Wildlife, une saison ardente
De Paul Dano et Zoe Kazan

USA 2018 . 1H45. VOST
Avec  Carey Mulligan, Jake Gyllenhaal, Ed Oxenbould, Bill Camp

“Wildlife” est le premier essai de l’acteur Paul Dano en tant que réalisateur. Un film adapté du roman de Richard Ford, “Une saison ardente”, qu’il a co-écrit avec sa compagne Zoe Kazan

Un film au goût de cendres et d’amour amer, au cœur de l’intimité d’une cellule familiale en passe de se déliter. Dans l’Amérique du Midwest dans les années 60, un père (Jake Gyllenhall) et une mère (Carey Mulligan), ne s’entendent plus. Leur fils unique, Joe, assiste au désastre, et tente de maintenir ce qu’il reste du passé. Un film impressionniste, à la mise en scène rigoureuse.

Joe  assiste, impuissant, à la lente désagrégation de la cellule familiale, un petit paradis dont il était jusque-là le centre. Entre ses parents, Jeanette (Carey Mulligan) et Jerry (Jake Gyllenhaal), ça ne va plus fort. Le père, prof de golf, a été viré. Il peine à retrouver du boulot, s’enfonce dans une déprime larvée et décide d’un coup de partir plusieurs mois pour une mission dangereuse.
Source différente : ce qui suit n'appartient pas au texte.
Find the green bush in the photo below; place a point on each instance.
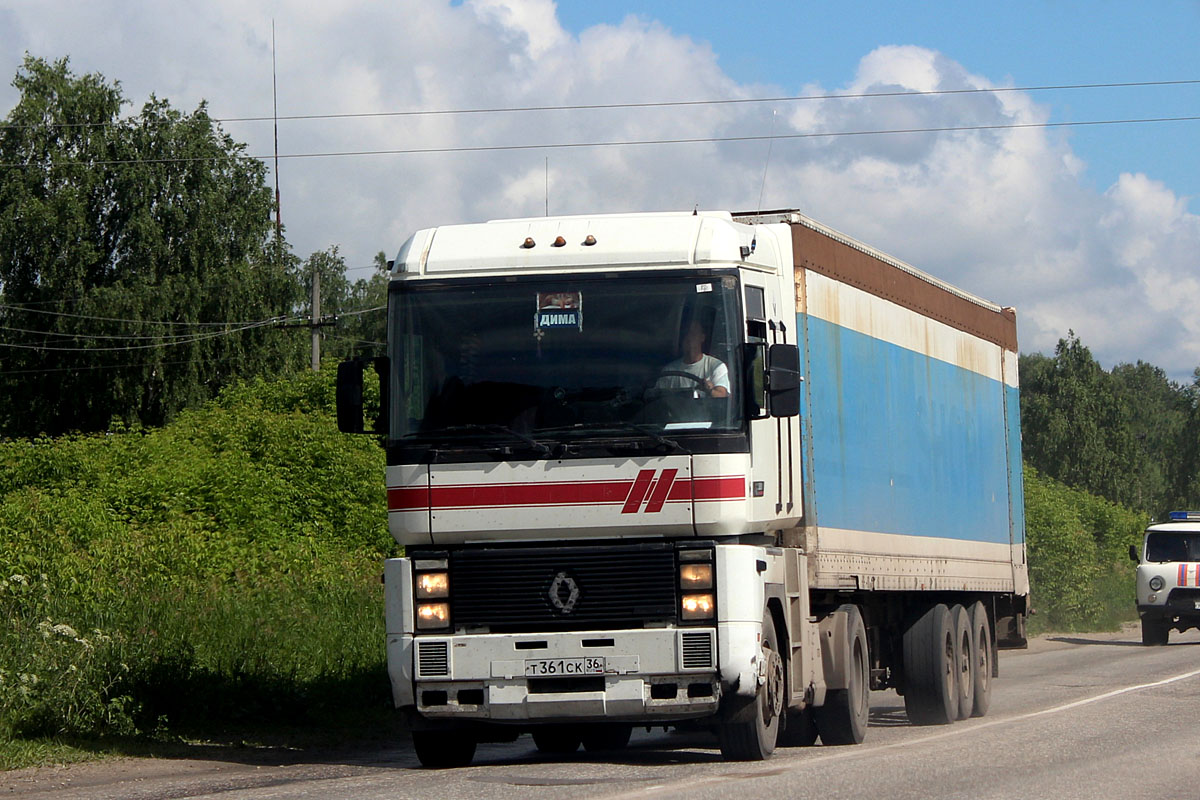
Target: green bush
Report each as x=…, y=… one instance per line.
x=223, y=567
x=1080, y=573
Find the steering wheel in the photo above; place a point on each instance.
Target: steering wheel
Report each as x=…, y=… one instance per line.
x=679, y=373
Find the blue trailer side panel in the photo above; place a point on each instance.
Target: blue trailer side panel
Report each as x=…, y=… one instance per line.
x=904, y=443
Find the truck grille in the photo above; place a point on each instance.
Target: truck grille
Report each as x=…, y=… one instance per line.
x=563, y=588
x=432, y=659
x=697, y=650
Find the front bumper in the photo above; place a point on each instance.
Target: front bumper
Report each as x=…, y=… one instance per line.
x=649, y=674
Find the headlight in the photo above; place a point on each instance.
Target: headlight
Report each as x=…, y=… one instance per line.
x=432, y=615
x=432, y=584
x=697, y=607
x=695, y=576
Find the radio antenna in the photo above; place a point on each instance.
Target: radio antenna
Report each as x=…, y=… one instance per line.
x=771, y=140
x=275, y=115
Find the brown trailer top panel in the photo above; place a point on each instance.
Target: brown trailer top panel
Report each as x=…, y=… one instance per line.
x=820, y=252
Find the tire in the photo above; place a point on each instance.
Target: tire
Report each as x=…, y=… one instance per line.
x=930, y=693
x=983, y=663
x=965, y=656
x=556, y=739
x=844, y=717
x=1155, y=632
x=754, y=739
x=439, y=750
x=603, y=738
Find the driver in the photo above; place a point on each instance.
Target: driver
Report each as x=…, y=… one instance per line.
x=712, y=374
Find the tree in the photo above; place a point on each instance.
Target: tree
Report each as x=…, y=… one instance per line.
x=361, y=325
x=1128, y=435
x=137, y=263
x=1073, y=428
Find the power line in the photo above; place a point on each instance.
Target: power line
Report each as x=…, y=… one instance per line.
x=137, y=322
x=172, y=338
x=672, y=103
x=568, y=145
x=192, y=340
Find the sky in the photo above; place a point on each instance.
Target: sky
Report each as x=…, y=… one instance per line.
x=1093, y=229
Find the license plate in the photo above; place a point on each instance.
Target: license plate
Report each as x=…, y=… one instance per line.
x=564, y=667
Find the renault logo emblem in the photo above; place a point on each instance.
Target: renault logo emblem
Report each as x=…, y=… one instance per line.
x=564, y=593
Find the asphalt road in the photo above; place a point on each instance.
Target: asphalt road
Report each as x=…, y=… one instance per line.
x=1074, y=717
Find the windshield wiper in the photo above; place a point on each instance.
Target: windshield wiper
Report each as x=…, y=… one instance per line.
x=651, y=434
x=489, y=428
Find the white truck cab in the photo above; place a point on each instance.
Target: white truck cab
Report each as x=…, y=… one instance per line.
x=1169, y=577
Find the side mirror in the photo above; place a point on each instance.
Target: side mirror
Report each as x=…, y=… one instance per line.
x=784, y=379
x=351, y=403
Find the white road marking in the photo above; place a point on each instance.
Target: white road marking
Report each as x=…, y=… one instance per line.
x=858, y=751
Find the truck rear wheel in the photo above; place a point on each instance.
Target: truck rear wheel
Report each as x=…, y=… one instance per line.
x=983, y=665
x=844, y=717
x=931, y=695
x=1155, y=631
x=754, y=739
x=965, y=653
x=443, y=749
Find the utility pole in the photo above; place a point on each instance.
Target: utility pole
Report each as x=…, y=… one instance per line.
x=316, y=317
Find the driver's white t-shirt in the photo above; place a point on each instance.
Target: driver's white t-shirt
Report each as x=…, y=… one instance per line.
x=708, y=368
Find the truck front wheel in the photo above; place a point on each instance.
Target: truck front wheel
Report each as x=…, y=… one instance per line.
x=443, y=749
x=754, y=739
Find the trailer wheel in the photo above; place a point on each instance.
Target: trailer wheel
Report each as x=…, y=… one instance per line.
x=557, y=739
x=600, y=738
x=965, y=660
x=983, y=665
x=754, y=739
x=438, y=750
x=1155, y=631
x=930, y=696
x=843, y=719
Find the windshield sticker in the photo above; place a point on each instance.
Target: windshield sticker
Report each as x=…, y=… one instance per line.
x=559, y=310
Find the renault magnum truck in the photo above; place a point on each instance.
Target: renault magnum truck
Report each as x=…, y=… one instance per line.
x=708, y=470
x=1168, y=577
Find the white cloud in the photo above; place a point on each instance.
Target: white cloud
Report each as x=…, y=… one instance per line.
x=1002, y=212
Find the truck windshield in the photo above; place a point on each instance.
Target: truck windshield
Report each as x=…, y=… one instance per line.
x=1173, y=547
x=565, y=355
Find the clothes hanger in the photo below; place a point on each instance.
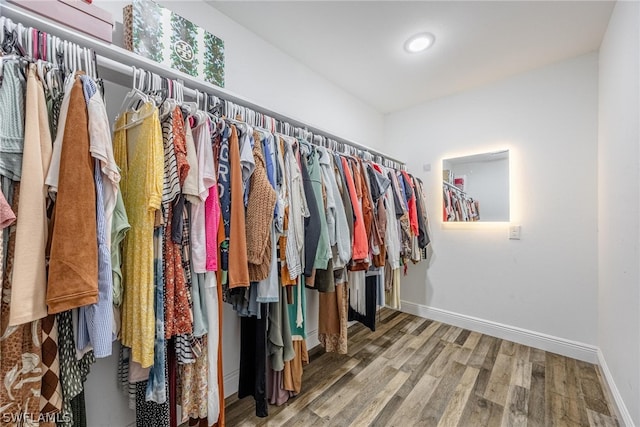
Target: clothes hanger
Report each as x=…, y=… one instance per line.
x=133, y=97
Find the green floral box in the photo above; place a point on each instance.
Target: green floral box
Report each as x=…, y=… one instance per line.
x=157, y=33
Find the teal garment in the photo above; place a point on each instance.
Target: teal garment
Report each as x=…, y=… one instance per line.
x=12, y=94
x=198, y=291
x=323, y=252
x=119, y=227
x=299, y=306
x=279, y=342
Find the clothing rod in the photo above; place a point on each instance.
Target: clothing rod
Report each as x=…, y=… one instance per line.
x=120, y=61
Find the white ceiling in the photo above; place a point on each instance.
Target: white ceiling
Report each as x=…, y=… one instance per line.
x=358, y=44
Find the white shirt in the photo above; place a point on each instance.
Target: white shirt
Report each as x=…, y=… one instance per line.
x=54, y=166
x=206, y=180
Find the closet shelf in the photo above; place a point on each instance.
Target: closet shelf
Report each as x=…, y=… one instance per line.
x=115, y=65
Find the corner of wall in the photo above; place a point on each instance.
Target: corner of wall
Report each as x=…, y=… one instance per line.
x=610, y=384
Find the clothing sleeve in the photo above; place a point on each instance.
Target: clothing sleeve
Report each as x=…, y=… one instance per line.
x=157, y=166
x=6, y=214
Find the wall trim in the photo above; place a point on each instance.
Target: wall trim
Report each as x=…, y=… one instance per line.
x=623, y=411
x=565, y=347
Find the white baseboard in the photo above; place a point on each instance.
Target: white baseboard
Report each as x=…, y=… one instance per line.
x=623, y=413
x=231, y=379
x=565, y=347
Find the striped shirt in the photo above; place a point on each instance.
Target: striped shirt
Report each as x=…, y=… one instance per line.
x=95, y=321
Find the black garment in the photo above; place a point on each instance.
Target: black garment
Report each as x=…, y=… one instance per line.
x=368, y=318
x=311, y=223
x=253, y=360
x=149, y=414
x=176, y=219
x=79, y=410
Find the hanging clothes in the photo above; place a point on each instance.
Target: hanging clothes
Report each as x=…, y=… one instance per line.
x=238, y=265
x=73, y=264
x=28, y=299
x=139, y=153
x=259, y=218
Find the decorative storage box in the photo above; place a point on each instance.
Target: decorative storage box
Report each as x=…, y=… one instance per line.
x=157, y=33
x=76, y=14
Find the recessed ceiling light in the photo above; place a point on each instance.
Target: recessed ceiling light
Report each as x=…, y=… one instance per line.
x=419, y=42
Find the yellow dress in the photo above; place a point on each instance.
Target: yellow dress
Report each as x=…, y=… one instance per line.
x=139, y=153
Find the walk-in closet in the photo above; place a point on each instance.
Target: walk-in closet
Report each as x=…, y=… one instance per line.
x=261, y=213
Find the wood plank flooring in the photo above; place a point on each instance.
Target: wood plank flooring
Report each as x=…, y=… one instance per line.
x=417, y=372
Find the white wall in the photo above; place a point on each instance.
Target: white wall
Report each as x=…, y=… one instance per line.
x=619, y=203
x=545, y=282
x=263, y=74
x=260, y=72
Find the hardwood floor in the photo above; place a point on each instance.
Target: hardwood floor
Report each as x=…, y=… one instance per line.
x=417, y=372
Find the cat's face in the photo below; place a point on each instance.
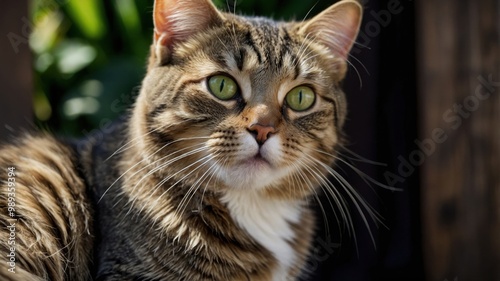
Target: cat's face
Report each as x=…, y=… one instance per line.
x=233, y=102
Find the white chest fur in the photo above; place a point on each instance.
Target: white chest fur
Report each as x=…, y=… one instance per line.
x=268, y=222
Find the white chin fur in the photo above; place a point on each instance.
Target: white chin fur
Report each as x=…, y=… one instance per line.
x=268, y=222
x=251, y=174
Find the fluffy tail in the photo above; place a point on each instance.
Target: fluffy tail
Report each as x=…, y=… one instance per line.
x=45, y=213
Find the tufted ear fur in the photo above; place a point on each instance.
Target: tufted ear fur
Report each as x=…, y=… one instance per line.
x=336, y=27
x=176, y=20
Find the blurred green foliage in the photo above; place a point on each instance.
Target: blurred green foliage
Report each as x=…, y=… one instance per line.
x=90, y=55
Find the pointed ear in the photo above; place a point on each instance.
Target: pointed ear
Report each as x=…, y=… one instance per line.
x=336, y=27
x=176, y=20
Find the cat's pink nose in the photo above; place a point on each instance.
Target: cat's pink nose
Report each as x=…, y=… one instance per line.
x=261, y=132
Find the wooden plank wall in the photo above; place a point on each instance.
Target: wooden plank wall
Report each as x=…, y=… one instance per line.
x=459, y=89
x=16, y=79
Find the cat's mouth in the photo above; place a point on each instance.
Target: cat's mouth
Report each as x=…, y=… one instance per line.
x=258, y=160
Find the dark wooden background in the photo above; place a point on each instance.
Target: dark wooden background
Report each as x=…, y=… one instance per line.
x=459, y=52
x=429, y=108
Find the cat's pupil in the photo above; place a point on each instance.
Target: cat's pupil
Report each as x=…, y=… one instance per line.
x=222, y=85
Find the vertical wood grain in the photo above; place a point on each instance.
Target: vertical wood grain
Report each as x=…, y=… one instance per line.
x=459, y=89
x=16, y=79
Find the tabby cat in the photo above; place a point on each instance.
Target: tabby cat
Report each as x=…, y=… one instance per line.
x=211, y=174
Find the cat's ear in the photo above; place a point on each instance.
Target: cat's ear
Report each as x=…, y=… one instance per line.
x=336, y=27
x=176, y=20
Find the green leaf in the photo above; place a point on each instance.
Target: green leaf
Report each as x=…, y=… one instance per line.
x=88, y=15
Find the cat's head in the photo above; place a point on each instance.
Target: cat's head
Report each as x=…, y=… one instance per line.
x=244, y=102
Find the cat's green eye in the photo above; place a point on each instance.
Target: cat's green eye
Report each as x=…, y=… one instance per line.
x=222, y=86
x=300, y=98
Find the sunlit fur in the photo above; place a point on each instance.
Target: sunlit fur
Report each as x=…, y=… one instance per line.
x=183, y=189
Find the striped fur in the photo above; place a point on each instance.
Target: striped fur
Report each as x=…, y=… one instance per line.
x=186, y=188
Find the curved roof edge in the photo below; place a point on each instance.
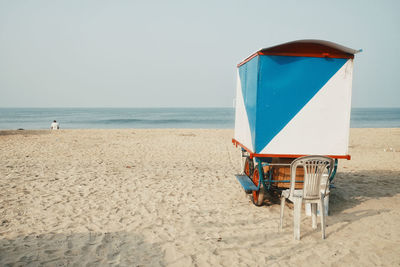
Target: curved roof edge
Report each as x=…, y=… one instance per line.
x=306, y=48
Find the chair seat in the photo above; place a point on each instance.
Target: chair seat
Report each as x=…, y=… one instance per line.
x=312, y=192
x=296, y=193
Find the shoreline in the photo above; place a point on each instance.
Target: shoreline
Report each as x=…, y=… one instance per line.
x=169, y=197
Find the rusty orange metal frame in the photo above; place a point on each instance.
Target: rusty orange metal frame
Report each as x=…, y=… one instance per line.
x=252, y=154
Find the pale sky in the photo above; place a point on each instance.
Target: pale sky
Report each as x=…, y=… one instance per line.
x=179, y=53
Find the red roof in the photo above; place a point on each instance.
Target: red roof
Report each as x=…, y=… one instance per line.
x=306, y=48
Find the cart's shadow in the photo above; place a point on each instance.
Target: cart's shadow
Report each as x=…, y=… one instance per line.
x=90, y=249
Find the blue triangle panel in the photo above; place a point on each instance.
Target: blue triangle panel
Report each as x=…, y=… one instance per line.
x=248, y=74
x=285, y=86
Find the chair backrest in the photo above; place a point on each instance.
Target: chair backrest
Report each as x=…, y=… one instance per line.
x=314, y=168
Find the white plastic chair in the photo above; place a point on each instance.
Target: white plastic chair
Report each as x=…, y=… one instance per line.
x=314, y=168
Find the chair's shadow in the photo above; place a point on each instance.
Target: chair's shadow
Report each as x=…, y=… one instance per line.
x=353, y=188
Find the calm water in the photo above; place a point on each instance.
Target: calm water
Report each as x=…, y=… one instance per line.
x=103, y=118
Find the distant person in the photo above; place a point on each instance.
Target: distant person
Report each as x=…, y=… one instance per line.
x=54, y=125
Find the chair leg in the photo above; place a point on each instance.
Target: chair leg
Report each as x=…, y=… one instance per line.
x=314, y=215
x=296, y=217
x=322, y=215
x=282, y=210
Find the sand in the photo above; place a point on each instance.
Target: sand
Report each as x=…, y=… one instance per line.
x=169, y=197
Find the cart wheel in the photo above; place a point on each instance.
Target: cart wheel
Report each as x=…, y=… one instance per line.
x=248, y=170
x=258, y=196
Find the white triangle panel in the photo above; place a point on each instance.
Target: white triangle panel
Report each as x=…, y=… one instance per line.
x=242, y=127
x=322, y=126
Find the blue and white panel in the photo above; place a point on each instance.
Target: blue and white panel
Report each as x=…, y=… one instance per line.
x=285, y=85
x=242, y=127
x=321, y=124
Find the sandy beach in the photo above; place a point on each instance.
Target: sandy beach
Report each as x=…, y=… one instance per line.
x=169, y=198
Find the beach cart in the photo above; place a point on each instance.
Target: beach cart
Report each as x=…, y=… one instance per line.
x=292, y=100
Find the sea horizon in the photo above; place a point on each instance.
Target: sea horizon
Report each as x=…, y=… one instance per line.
x=160, y=117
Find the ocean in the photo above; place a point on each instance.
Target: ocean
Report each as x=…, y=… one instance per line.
x=118, y=118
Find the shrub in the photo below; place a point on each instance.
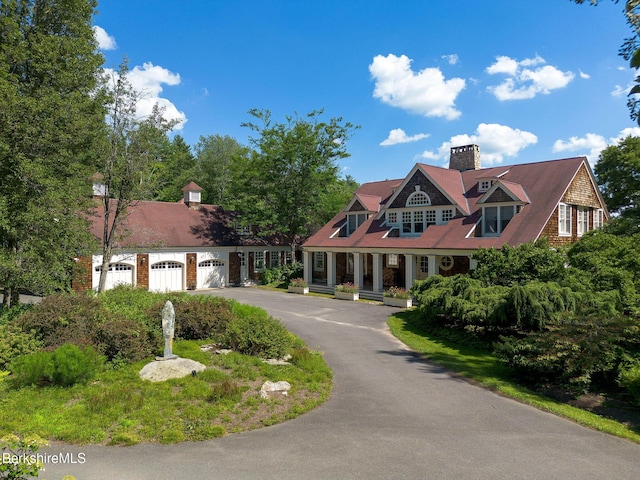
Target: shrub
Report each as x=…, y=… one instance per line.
x=65, y=366
x=258, y=334
x=14, y=342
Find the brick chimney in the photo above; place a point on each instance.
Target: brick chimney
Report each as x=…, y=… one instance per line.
x=192, y=195
x=465, y=158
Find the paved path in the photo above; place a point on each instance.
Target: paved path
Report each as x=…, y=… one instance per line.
x=390, y=416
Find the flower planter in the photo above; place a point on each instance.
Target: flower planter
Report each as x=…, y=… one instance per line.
x=298, y=290
x=398, y=302
x=347, y=296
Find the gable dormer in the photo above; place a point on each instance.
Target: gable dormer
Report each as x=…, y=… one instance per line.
x=192, y=195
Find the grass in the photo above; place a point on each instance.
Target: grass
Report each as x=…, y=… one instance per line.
x=483, y=368
x=118, y=408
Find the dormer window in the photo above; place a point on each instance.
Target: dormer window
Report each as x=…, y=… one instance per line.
x=496, y=219
x=418, y=198
x=484, y=185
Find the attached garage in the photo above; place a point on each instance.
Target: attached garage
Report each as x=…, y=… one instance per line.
x=211, y=274
x=118, y=274
x=166, y=277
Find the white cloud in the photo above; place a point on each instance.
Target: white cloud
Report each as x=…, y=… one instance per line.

Il rejoint, pour un salaire de misère, cette cohorte d’apprentis pompiers qu’on recrute dans la région, pour éteindre les incendies ravageurs, malédiction de cet été 1960 .Tandis que son épouse est tentée par une aventure extraconjugale avec un riche concessionnaire automobile.

Le regard passe par Joe (Ed Oxenbould, attachant d’intelligence discrète, découvert dans The Visit de M. Night Shyamalan), adolescent éveillé, un peu renfermé peut-être, qui semble souvent bien plus mûr que ses parents. 

C’est un fils « exposé », au malaise : ses parents l’aiment mais pas si bien, règlent leur compte devant lui, le mettent trop facilement dans la confidence.. 

 Wildlife évite l’hystérie ou la mièvrerie des nombreuses œuvres sur le divorce. Paul Dano opte pour l’épure et la mise à distance, bien aidé par les plans-séquences et cadrages de son chef opérateur.

« Je souhaitais faire un film qui soit sobre et honnête. Je désirais que la réalisation soit guidée par l’image et les plans. Je voulais ne bouger la caméra que lorsque c’était absolument nécessaire. Je tenais à rester fidèle au sujet et à moi-même »

Paul Dano a la bonne idée de choisir un cadre serré qui met le spectateur à hauteur du jeune héros, renforce l’impression d’intimité mais aussi le sentiment d’étouffement des personnages.